映画は、原作よりもいいと思う。原作は短編なので、比較することはアンフェアだとは思いますが、原作→映画化でがっかり というのが殆どのこの世の中、原作よりいいと思える映画に出会えたことはささやかな幸福ではないかと思う。
ま、筋を一言でまとめると、ツンデレ、ということなんでしょうけども。
しかしツンデレという言葉はあくまでも、ツンデレられる男側の視点の話で、ツンデレする側の心情に立ち入られることは普通ない。そういう意味では「ツンデレ」という文脈において物語が語られる場合、その人格は非人間的な(NPC的な)扱いを受けることになる。
この話は、ツンデレをする側=ジョゼが主体である。原作では、ジョゼ視点が7、男視点が3くらいであったが、映画では、男の視点で話は進み、ジョゼの視点は意図的に隠されていたが、最後、二人で旅行に行ったあと、寝ている場面で、ジョゼが独白のような語りかけのようにつぶやく。ここはジョゼの心境がほの見える、いい場面だ。
確かにジョゼのような境遇というのは見ている人の立ち位置とはかけ離れているのだから、共感しにくいに違いなかろう。

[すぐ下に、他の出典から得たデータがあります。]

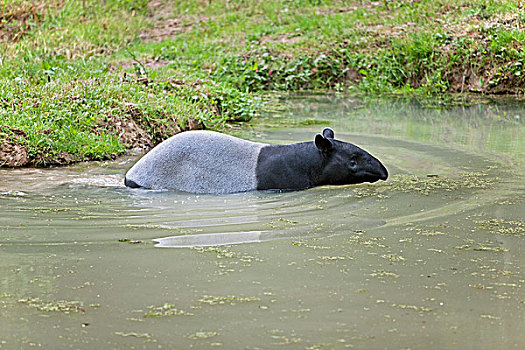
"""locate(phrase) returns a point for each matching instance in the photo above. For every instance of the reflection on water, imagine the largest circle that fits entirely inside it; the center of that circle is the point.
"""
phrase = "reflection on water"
(432, 256)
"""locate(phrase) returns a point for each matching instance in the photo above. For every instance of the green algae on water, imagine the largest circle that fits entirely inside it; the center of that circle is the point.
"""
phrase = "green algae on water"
(165, 310)
(230, 300)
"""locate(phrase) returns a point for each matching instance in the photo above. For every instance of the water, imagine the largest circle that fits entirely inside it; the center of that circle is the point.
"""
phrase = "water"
(431, 258)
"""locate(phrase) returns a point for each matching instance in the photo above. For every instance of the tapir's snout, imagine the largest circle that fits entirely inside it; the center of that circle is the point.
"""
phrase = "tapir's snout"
(383, 174)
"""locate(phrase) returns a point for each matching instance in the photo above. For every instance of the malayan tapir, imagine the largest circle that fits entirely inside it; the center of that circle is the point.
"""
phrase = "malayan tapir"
(211, 162)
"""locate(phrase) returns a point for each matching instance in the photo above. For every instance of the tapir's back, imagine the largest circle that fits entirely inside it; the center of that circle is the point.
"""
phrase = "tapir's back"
(199, 162)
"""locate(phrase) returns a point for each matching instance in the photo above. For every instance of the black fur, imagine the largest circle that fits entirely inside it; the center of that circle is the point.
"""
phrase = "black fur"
(323, 162)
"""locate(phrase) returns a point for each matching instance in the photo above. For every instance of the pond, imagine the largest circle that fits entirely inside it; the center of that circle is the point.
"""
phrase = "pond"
(432, 257)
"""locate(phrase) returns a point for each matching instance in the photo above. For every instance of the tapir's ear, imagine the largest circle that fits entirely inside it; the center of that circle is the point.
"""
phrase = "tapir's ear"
(328, 133)
(323, 143)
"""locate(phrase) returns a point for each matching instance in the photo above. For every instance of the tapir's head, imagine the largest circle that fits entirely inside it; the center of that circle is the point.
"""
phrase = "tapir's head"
(345, 163)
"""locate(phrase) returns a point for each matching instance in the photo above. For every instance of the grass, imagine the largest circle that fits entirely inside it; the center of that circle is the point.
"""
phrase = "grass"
(86, 80)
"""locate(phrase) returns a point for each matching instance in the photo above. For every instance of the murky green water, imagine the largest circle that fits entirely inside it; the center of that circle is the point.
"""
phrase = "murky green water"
(432, 258)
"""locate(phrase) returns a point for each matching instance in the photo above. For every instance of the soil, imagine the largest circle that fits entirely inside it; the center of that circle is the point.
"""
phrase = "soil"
(165, 26)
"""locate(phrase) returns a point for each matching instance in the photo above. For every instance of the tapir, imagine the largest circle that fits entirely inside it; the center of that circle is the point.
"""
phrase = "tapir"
(215, 163)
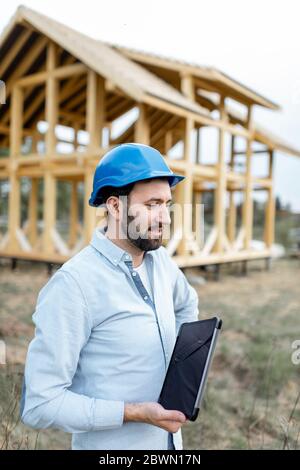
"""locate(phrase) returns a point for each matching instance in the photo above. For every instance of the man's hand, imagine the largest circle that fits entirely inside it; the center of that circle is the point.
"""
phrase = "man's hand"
(154, 413)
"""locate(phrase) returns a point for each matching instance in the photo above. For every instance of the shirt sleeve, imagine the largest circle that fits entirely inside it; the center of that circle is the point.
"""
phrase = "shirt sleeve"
(62, 329)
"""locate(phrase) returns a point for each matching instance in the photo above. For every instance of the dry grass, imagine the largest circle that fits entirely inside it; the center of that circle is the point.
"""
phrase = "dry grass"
(252, 399)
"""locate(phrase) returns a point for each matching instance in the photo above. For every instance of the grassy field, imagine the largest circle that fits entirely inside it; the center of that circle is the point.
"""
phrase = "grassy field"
(252, 398)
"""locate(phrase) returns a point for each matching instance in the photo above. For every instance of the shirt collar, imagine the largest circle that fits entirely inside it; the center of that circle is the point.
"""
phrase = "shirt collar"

映画はこの、一見通俗的なタイプに置き換えるやり方が非常にうまく作用していると思った。
少し気になったのが、身障者という言葉が、明らかに差別的なラベリングのニュアンスで用いられていたことだ。文字にすると「シンショーシャ」と表すのが最もぴったりとくるようなニュアンスである。視聴者に冷や水を浴びせるような効果がある。たとえば『カムイ』とか昔の漫画で、特に悪気無く使われる「めくら」などの言葉は、今の基準でいえば、ポリティカリー・インコレクト・ワードであるが、文脈としてそれほど悪意はない。今回のこの「シンショーシャ」という言葉は、それとちょうど逆だ。
これは、ありなのか?基準がよくわからない。非常にリアルではあると思ったが。
あと、妻夫木君は僕のなかでは『木更津キャッツアイ』のテレビ版最終話に出てきた『リトル山田』が強烈にすりこまれているので、普通にいい役をしてても、どうしてもリトル山田感があったので、この映画の役は、リトル山田度が高かったので、違和感がなかった。
くるりのエンディング曲が非常によかったです。
大してネタバレはしないが、一応隠します。
なんといっても、金井晴樹だ!
原作には出てこない金井晴樹というキャラがとてもいい。とはいえ、金井晴樹「が」いいというわけではなく、金井晴樹「で」いい感じというニュアンスなのですけれども。なんだか、この金井晴樹というオリジナルキャラ一つで、話にずいぶん奥行きが出たように思えるのです。
いいセリフは沢山あったのですが、
帰れ、帰れって行われて、帰るようなやつは帰れ!
というセリフが、一番ぐぐぐっときました。
最後、身障者用のスクーターでぷいーんと移動しているところが、とても寂寥感があった。